Historic house in Virginia, United States

Belle Aire is a Greek Revival mansion listed on both the National Register of Historic Places and the Virginia Landmarks Register in the Greater Deyerle neighborhood of the independent city of Roanoke, Virginia, U.S.A. Located just south of Brandon Avenue SW (U.S. 11) at 3820 Belle Aire Circle SW, Belle Aire was completed in 1849, as the private residence of Madison and Margeret Pitzer on a knoll overlooking their 1600 acre of land adjacent to the Roanoke River.
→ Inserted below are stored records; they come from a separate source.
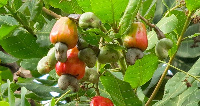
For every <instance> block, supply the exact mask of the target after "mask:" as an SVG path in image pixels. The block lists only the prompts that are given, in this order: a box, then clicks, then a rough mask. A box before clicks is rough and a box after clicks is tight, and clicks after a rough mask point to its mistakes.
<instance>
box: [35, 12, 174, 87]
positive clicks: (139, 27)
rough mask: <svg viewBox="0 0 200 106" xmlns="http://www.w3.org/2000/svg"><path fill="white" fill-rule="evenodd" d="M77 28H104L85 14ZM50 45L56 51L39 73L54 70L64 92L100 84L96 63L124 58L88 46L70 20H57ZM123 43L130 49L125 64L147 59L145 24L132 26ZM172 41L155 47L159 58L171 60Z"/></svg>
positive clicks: (86, 43)
mask: <svg viewBox="0 0 200 106" xmlns="http://www.w3.org/2000/svg"><path fill="white" fill-rule="evenodd" d="M78 26H79V27H81V28H83V29H85V28H100V27H102V26H101V21H100V19H99V18H98V17H96V16H95V15H94V14H93V13H92V12H86V13H84V14H82V15H81V16H80V18H79V23H78ZM50 41H51V43H52V44H53V45H54V47H53V48H51V49H50V50H49V52H48V54H47V55H46V56H44V57H43V58H42V59H41V60H40V61H39V62H38V66H37V70H38V72H39V73H41V74H47V73H49V72H50V71H51V70H53V69H54V68H55V69H56V73H57V75H58V76H59V79H58V86H59V88H60V89H62V90H66V89H67V88H68V86H71V88H72V89H73V91H78V89H79V84H78V83H79V80H82V81H88V82H91V83H98V81H99V76H100V75H99V73H98V72H97V70H96V69H95V68H94V67H95V64H96V61H98V62H99V63H102V64H106V63H115V62H117V61H118V60H119V58H120V56H121V54H120V52H118V50H115V49H114V48H112V47H109V46H107V45H102V46H100V47H96V46H93V45H90V44H88V43H87V42H86V41H85V40H84V39H83V37H82V36H81V35H80V34H78V31H77V24H76V23H75V22H74V21H73V20H71V19H70V18H68V17H61V18H60V19H59V20H57V22H56V23H55V24H54V26H53V28H52V30H51V33H50ZM122 41H123V45H124V47H126V48H127V52H126V56H125V58H126V63H127V64H129V65H133V64H135V61H136V60H137V59H141V58H142V57H143V56H144V54H143V52H144V51H145V50H146V48H147V46H148V40H147V33H146V28H145V25H144V24H143V23H142V22H133V23H132V24H131V28H130V30H129V31H128V33H127V34H126V35H124V36H123V37H122ZM170 41H171V40H169V39H167V38H163V39H161V40H160V41H159V42H158V44H157V45H156V48H155V50H156V51H155V52H156V54H157V56H158V57H159V58H161V59H163V58H166V57H167V56H168V53H167V55H163V54H165V52H167V51H168V49H170V48H171V47H172V43H171V42H170ZM161 48H162V49H161ZM86 66H87V67H86Z"/></svg>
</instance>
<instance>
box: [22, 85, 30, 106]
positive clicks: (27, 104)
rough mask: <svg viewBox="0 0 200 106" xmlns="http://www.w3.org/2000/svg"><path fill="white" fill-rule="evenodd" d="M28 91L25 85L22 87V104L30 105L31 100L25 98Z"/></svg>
mask: <svg viewBox="0 0 200 106" xmlns="http://www.w3.org/2000/svg"><path fill="white" fill-rule="evenodd" d="M26 93H27V89H26V88H25V87H22V88H21V106H30V104H29V102H28V101H27V99H26V98H25V95H26Z"/></svg>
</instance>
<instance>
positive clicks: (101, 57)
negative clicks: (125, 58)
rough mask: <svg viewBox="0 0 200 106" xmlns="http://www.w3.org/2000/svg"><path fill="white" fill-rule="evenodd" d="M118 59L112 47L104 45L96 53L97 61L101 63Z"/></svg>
mask: <svg viewBox="0 0 200 106" xmlns="http://www.w3.org/2000/svg"><path fill="white" fill-rule="evenodd" d="M118 60H119V53H118V51H116V50H114V49H112V48H108V47H106V46H104V47H102V48H101V49H100V53H99V55H98V61H99V63H102V64H105V63H112V62H117V61H118Z"/></svg>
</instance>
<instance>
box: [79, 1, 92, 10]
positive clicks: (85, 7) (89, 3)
mask: <svg viewBox="0 0 200 106" xmlns="http://www.w3.org/2000/svg"><path fill="white" fill-rule="evenodd" d="M76 1H77V2H78V5H79V6H80V7H81V8H82V10H83V11H84V12H91V11H92V7H91V2H90V0H76Z"/></svg>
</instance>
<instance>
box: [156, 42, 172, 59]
mask: <svg viewBox="0 0 200 106" xmlns="http://www.w3.org/2000/svg"><path fill="white" fill-rule="evenodd" d="M172 46H173V42H172V41H171V40H170V39H168V38H163V39H161V40H159V41H158V43H157V44H156V47H155V53H156V55H157V56H158V58H159V59H161V60H162V59H165V58H167V57H168V50H169V49H171V48H172Z"/></svg>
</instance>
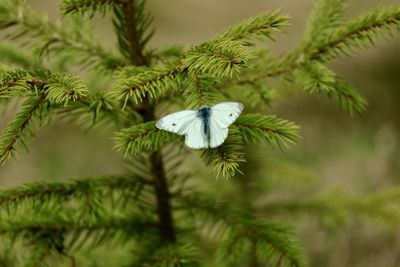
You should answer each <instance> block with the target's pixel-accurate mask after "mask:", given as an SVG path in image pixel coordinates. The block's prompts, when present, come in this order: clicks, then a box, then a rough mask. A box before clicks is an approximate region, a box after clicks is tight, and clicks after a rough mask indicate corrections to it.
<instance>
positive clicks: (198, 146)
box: [156, 110, 208, 149]
mask: <svg viewBox="0 0 400 267" xmlns="http://www.w3.org/2000/svg"><path fill="white" fill-rule="evenodd" d="M197 114H198V111H196V110H183V111H179V112H175V113H172V114H170V115H167V116H165V117H163V118H161V119H160V120H159V121H157V124H156V127H157V128H158V129H162V130H165V131H168V132H173V133H176V134H179V135H185V137H186V138H185V144H186V145H187V146H188V147H190V148H194V149H199V148H206V147H208V137H207V136H206V135H205V134H204V131H203V129H202V127H203V123H202V121H201V119H200V118H199V117H198V116H197Z"/></svg>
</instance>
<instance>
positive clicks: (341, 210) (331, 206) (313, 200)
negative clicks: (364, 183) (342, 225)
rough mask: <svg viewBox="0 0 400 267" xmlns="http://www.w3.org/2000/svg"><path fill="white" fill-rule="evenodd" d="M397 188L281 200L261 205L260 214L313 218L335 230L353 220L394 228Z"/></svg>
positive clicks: (397, 200)
mask: <svg viewBox="0 0 400 267" xmlns="http://www.w3.org/2000/svg"><path fill="white" fill-rule="evenodd" d="M399 197H400V190H399V188H398V187H393V188H388V189H383V190H378V191H377V192H371V193H367V194H363V195H356V196H349V195H347V194H345V193H344V192H340V191H337V190H336V191H332V192H322V193H318V194H317V195H311V196H308V197H302V198H299V197H297V196H294V198H282V199H275V200H273V201H268V202H266V203H264V204H262V205H261V206H262V210H263V212H265V213H266V214H268V216H271V215H283V214H292V215H295V216H302V215H303V216H304V215H307V216H314V217H316V218H318V219H319V221H320V223H321V224H323V225H325V226H329V227H338V226H342V225H343V224H345V223H347V222H349V221H350V220H351V219H352V218H354V217H362V218H365V219H368V220H371V221H378V222H380V223H383V224H386V225H389V226H395V225H398V223H399V221H400V213H399V212H398V205H397V204H394V203H398V200H399Z"/></svg>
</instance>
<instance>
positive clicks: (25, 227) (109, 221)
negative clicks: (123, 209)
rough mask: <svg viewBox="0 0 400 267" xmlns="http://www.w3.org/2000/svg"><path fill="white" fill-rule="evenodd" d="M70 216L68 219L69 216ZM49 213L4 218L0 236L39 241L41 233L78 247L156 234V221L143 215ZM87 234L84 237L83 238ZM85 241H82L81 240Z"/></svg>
mask: <svg viewBox="0 0 400 267" xmlns="http://www.w3.org/2000/svg"><path fill="white" fill-rule="evenodd" d="M68 217H69V218H68ZM68 217H67V216H66V215H62V214H58V215H54V214H53V215H48V216H47V217H46V218H44V219H43V218H41V219H30V220H18V219H13V220H2V222H1V223H0V235H6V236H9V237H12V238H14V239H15V238H18V237H19V238H22V239H24V240H27V241H30V242H33V244H34V242H35V241H36V242H38V239H39V240H40V239H41V238H42V236H48V235H49V234H50V235H51V236H53V237H56V236H60V235H61V236H63V239H64V240H65V241H64V244H62V246H63V247H65V248H68V249H72V248H74V249H77V248H78V246H79V247H81V246H82V245H83V244H90V243H92V246H95V245H99V244H101V243H102V242H104V241H105V240H108V241H110V240H112V239H119V240H121V239H122V240H126V239H128V238H132V237H141V236H143V235H145V234H147V235H148V234H152V235H154V234H155V231H156V230H157V224H156V223H154V222H152V221H149V220H144V219H142V218H140V217H133V218H132V217H130V218H129V217H121V216H117V217H114V218H113V217H105V216H103V217H98V218H97V219H96V220H91V219H79V220H76V219H75V218H73V216H72V218H71V215H68ZM82 236H84V237H85V238H84V240H80V238H82ZM82 242H83V243H82Z"/></svg>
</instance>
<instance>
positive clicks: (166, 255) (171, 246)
mask: <svg viewBox="0 0 400 267" xmlns="http://www.w3.org/2000/svg"><path fill="white" fill-rule="evenodd" d="M150 252H151V253H149V252H147V255H145V257H143V255H141V257H140V258H139V260H138V261H137V262H135V264H134V265H132V266H141V267H151V266H157V267H169V266H198V254H199V252H198V250H197V249H196V248H195V247H193V246H191V245H189V244H175V245H169V246H163V247H160V248H157V249H155V250H151V251H150Z"/></svg>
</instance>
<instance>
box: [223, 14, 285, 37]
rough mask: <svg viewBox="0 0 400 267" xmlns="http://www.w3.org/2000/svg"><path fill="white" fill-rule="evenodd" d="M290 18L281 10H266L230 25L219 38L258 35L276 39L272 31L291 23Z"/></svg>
mask: <svg viewBox="0 0 400 267" xmlns="http://www.w3.org/2000/svg"><path fill="white" fill-rule="evenodd" d="M288 20H289V16H288V15H283V14H281V12H280V10H277V11H274V12H269V11H268V12H264V13H261V14H259V15H257V16H255V17H252V18H249V19H245V20H243V21H241V22H239V23H237V24H235V25H233V26H231V27H229V28H228V29H227V30H225V31H224V32H223V33H222V34H220V35H218V37H217V38H221V39H231V40H240V39H249V38H252V37H256V38H267V39H271V40H274V38H273V36H272V33H273V32H279V31H281V29H282V28H283V27H285V26H287V25H289V24H288Z"/></svg>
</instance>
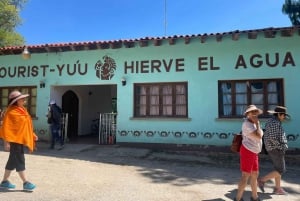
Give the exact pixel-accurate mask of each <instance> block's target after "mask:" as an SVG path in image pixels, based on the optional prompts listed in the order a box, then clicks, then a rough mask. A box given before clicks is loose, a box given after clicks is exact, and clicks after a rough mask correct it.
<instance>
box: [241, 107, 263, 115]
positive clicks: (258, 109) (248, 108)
mask: <svg viewBox="0 0 300 201" xmlns="http://www.w3.org/2000/svg"><path fill="white" fill-rule="evenodd" d="M255 110H257V111H258V114H262V113H263V111H262V110H261V109H259V108H258V107H256V106H255V105H249V106H248V107H247V109H246V111H245V112H244V115H246V114H247V113H248V112H251V111H255Z"/></svg>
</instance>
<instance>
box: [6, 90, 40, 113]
mask: <svg viewBox="0 0 300 201" xmlns="http://www.w3.org/2000/svg"><path fill="white" fill-rule="evenodd" d="M13 90H18V91H20V92H21V93H23V94H29V97H28V98H26V104H25V107H26V108H27V110H28V112H29V114H30V115H31V117H33V118H34V117H36V107H37V105H36V103H37V88H36V86H24V87H19V86H17V87H0V97H1V100H0V109H1V110H5V109H6V108H7V106H8V101H9V100H8V96H9V94H10V92H12V91H13Z"/></svg>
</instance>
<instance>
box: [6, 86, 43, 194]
mask: <svg viewBox="0 0 300 201" xmlns="http://www.w3.org/2000/svg"><path fill="white" fill-rule="evenodd" d="M28 96H29V95H28V94H22V93H21V92H19V91H13V92H11V93H10V94H9V105H8V107H7V109H6V111H5V114H4V117H3V124H2V126H1V128H0V138H2V139H3V141H4V149H5V151H9V158H8V161H7V163H6V166H5V172H4V176H3V180H2V182H1V184H0V187H2V188H8V189H13V188H15V187H16V186H15V185H14V184H12V183H10V182H9V180H8V178H9V176H10V174H11V172H12V171H13V170H14V169H16V171H17V172H18V174H19V176H20V178H21V179H22V181H23V189H24V190H29V191H31V190H33V189H34V188H35V185H34V184H32V183H31V182H29V181H28V180H27V179H26V176H25V155H24V146H26V147H28V149H29V152H33V150H34V148H35V141H36V140H38V137H37V136H36V135H35V133H34V132H33V124H32V120H31V116H30V115H29V113H28V112H27V110H26V108H25V107H24V104H25V98H26V97H28Z"/></svg>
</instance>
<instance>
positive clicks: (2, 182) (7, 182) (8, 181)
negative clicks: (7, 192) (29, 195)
mask: <svg viewBox="0 0 300 201" xmlns="http://www.w3.org/2000/svg"><path fill="white" fill-rule="evenodd" d="M0 187H1V188H7V189H13V188H16V185H14V184H12V183H10V182H9V181H2V182H1V184H0Z"/></svg>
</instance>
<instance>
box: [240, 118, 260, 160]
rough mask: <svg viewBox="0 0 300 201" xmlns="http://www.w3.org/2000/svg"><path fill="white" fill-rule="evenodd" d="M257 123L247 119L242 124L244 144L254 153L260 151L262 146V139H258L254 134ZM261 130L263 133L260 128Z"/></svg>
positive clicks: (255, 129) (257, 152) (246, 147)
mask: <svg viewBox="0 0 300 201" xmlns="http://www.w3.org/2000/svg"><path fill="white" fill-rule="evenodd" d="M256 129H257V128H256V125H255V124H254V123H252V122H250V121H248V120H247V119H245V121H244V122H243V125H242V134H243V141H242V143H243V145H244V147H245V148H246V149H248V150H249V151H252V152H253V153H256V154H258V153H260V152H261V148H262V139H257V138H256V137H255V136H253V132H254V131H255V130H256ZM260 132H261V133H263V131H262V129H260Z"/></svg>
It is located approximately one-half mile from his brother Jeramiah's house (Mount Airy). Today the home still stands, with the surrounding area now developed as single family home typical of those built during the 1970s-80s.

==History==
Belle Aire was constructed by Benjamin Deyerle and his carpenter Gustave A. Sedon (also known as Gustavus Sedon) for the Pitzer family in 1849. Its Greek Revival embellishments were influenced by the New England architect Asher Benjamin's publication The Practical House Carpenter of 1830. The L-shaped home is of brick construction with stuccoed Doric pilasters at the corners. Its most recognizable feature is its 2-story pedimented portico four fluted Doric columns at each level. A kitchen addition replaced the original outbuilding and the side portico has been enclosed. Otherwise, Belle Aire remains much as it was in 1850. Today the home remains as a private residence. It became a Virginia Historic Landmark in 1966 and was listed in the National Register of Historic Places in 1975.